He said it is necessary to put in place a “distributive justice” so that everyone gets the benefits of the growth." He reminded that one of the 17 SDG goals emphasised reduction of inequality.
Mustafizur suggested adopting fiscal and monetary policies that would ensure job creation and quality education.
World Bank Lead Economist Zahid Hussain said, "One major reason may be the composition of growth. It was largely driven by manufacturing and services. The contribution of agriculture, which employs over 42 percent of the labour force, to growth has been on the decline."

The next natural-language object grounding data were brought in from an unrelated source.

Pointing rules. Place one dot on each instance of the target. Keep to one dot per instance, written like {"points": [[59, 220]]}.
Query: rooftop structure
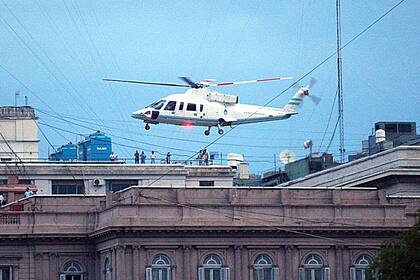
{"points": [[19, 133], [91, 178], [391, 170]]}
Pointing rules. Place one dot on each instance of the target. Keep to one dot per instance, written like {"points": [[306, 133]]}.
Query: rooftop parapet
{"points": [[20, 112]]}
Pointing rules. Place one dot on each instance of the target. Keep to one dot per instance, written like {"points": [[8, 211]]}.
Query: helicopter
{"points": [[202, 106]]}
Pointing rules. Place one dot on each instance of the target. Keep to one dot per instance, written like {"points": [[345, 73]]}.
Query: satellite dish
{"points": [[287, 156], [307, 144]]}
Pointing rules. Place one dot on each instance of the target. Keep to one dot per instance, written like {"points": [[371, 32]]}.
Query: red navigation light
{"points": [[187, 124]]}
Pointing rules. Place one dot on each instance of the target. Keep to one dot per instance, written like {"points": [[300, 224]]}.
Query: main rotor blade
{"points": [[189, 81], [312, 82], [146, 83], [251, 81]]}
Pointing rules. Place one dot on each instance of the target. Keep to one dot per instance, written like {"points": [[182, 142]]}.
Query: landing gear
{"points": [[219, 126], [207, 132]]}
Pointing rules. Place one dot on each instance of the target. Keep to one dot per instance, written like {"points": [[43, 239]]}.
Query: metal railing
{"points": [[9, 219]]}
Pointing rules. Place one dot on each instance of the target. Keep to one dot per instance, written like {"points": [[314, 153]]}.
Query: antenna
{"points": [[340, 82], [308, 145], [17, 93]]}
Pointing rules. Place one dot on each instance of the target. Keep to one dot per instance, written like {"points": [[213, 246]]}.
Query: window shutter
{"points": [[148, 273], [326, 273], [301, 273], [225, 273], [276, 273], [352, 273]]}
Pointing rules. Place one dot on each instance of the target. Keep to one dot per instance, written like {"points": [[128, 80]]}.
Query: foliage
{"points": [[399, 259]]}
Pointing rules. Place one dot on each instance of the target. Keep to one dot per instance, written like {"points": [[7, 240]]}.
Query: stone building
{"points": [[210, 233]]}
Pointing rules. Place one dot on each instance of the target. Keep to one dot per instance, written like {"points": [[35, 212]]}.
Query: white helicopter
{"points": [[202, 106]]}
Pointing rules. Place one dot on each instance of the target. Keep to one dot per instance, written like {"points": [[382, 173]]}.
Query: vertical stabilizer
{"points": [[297, 99]]}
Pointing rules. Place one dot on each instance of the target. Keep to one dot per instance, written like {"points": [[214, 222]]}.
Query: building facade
{"points": [[89, 178], [201, 234]]}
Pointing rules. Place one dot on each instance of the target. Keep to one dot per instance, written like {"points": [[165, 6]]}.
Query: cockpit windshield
{"points": [[157, 105]]}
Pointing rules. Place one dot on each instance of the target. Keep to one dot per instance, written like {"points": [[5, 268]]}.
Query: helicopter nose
{"points": [[139, 114]]}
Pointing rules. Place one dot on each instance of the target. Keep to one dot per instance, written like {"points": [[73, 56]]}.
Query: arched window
{"points": [[314, 269], [213, 269], [161, 268], [107, 269], [361, 269], [72, 271], [263, 268]]}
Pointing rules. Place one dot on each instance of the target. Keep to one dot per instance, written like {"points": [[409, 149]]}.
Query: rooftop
{"points": [[20, 112]]}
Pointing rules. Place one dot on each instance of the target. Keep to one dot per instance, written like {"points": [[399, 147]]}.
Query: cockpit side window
{"points": [[158, 104], [191, 107], [170, 106]]}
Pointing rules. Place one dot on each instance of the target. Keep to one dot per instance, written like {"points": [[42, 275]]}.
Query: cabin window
{"points": [[158, 105], [170, 106], [191, 107]]}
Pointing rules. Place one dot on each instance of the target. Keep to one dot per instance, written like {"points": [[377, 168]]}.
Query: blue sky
{"points": [[60, 50]]}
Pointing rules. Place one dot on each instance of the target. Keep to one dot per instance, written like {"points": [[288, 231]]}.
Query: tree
{"points": [[400, 258]]}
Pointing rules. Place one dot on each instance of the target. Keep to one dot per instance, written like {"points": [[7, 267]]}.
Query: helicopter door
{"points": [[181, 110], [191, 111]]}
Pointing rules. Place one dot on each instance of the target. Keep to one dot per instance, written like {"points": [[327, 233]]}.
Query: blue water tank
{"points": [[66, 152], [96, 147]]}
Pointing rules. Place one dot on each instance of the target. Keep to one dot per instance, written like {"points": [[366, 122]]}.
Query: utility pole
{"points": [[340, 83]]}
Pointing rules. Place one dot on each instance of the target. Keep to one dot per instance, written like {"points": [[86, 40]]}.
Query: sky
{"points": [[57, 53]]}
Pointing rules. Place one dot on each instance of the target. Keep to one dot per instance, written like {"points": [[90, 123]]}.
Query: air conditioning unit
{"points": [[98, 182]]}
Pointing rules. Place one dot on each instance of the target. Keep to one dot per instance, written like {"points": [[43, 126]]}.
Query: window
{"points": [[160, 269], [314, 269], [404, 128], [6, 273], [212, 269], [117, 185], [263, 268], [107, 269], [68, 187], [158, 104], [24, 181], [361, 270], [72, 271], [206, 183], [191, 107], [170, 106]]}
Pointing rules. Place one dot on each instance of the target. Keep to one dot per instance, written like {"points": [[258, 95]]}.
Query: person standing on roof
{"points": [[2, 200], [28, 192], [153, 157], [142, 157], [168, 158]]}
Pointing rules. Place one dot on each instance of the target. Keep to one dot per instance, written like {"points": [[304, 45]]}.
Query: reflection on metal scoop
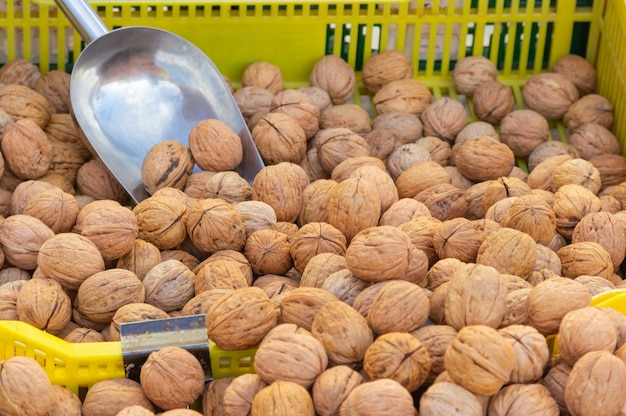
{"points": [[134, 87]]}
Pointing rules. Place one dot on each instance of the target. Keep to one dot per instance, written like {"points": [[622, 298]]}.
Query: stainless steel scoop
{"points": [[134, 87]]}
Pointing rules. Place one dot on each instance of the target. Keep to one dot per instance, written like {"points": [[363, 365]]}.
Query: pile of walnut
{"points": [[383, 267]]}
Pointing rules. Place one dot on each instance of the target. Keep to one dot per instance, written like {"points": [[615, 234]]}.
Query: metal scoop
{"points": [[134, 87]]}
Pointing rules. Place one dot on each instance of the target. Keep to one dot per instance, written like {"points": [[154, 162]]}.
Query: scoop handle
{"points": [[84, 18]]}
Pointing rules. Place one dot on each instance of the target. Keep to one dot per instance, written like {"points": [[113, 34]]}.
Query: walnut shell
{"points": [[343, 332], [549, 94], [405, 95], [22, 380], [480, 359], [240, 319], [70, 259]]}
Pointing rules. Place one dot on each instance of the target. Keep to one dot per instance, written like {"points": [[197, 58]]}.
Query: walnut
{"points": [[472, 71], [549, 94], [26, 149], [214, 146], [70, 259], [167, 163], [108, 397], [95, 180], [240, 319], [332, 74], [23, 379], [406, 95], [444, 118], [264, 75], [579, 71], [21, 72], [480, 359], [103, 293], [20, 102], [378, 398], [44, 304], [590, 388], [591, 108], [523, 131], [279, 138], [21, 237], [399, 306], [283, 398]]}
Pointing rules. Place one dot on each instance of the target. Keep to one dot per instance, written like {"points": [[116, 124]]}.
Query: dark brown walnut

"While incomes from manufacturing and services have grown, employment growth has been weak. Thus labour income growth may have been weaker than the growth of GDP. As a result, the incomes of the poor, who have only their labour to live on, grew far slower than income growth of non-poor, leading to increase in income inequality."
He also identified the decline in remittance as another reason. "This could have slowed employment and wage growth in the rural non-farm sector, which uses a lot of poor workers."
Dr Akhter Ahmed, who leads the operation of Washington-based think tank International Food Policy Research Institute (IFPRI) in Bangladesh, said the 2016 HIES reflected that "the growth that we achieved was not pro-poor enough."
He emphasised accelerating farm sector growth and shifting the "pure tenants" (the landless people) to more skilled areas of production, while investing more in farm research and development so that more crops are grown on less land.
Expansion of safety net programmes is not good enough. The beneficiaries of the safety net programmes have to be chosen carefully, he mentioned.
Besides, the state has to invest in human capital development and put emphasis on the quality of education rather than quantity, said Akhter.
Among other things, the HIES 2016 report reflected that household income, on average, has now risen to Tk 15,945 a month from Tk 11,479 in 2010. There has been an increase in percentage of safety net beneficiaries to 28.7 percent from 24.6 percent in 2010.
It also showed how some of the livelihood indicators got positive push with more people getting access to pure drinking water, sanitary latrines and pucca houses.
In the last six years, households with electricity increased to 75.9 percent from 55.3 percent, while mobile phone users rose to 92.5 percent from 63.7 percent.
The HIES 2016 also reflected on regional variations in distribution of poverty incidence.
In 31of the 64 districts in the country, percentage of ultra poor is higher than the current national average (12.9 percent), it said.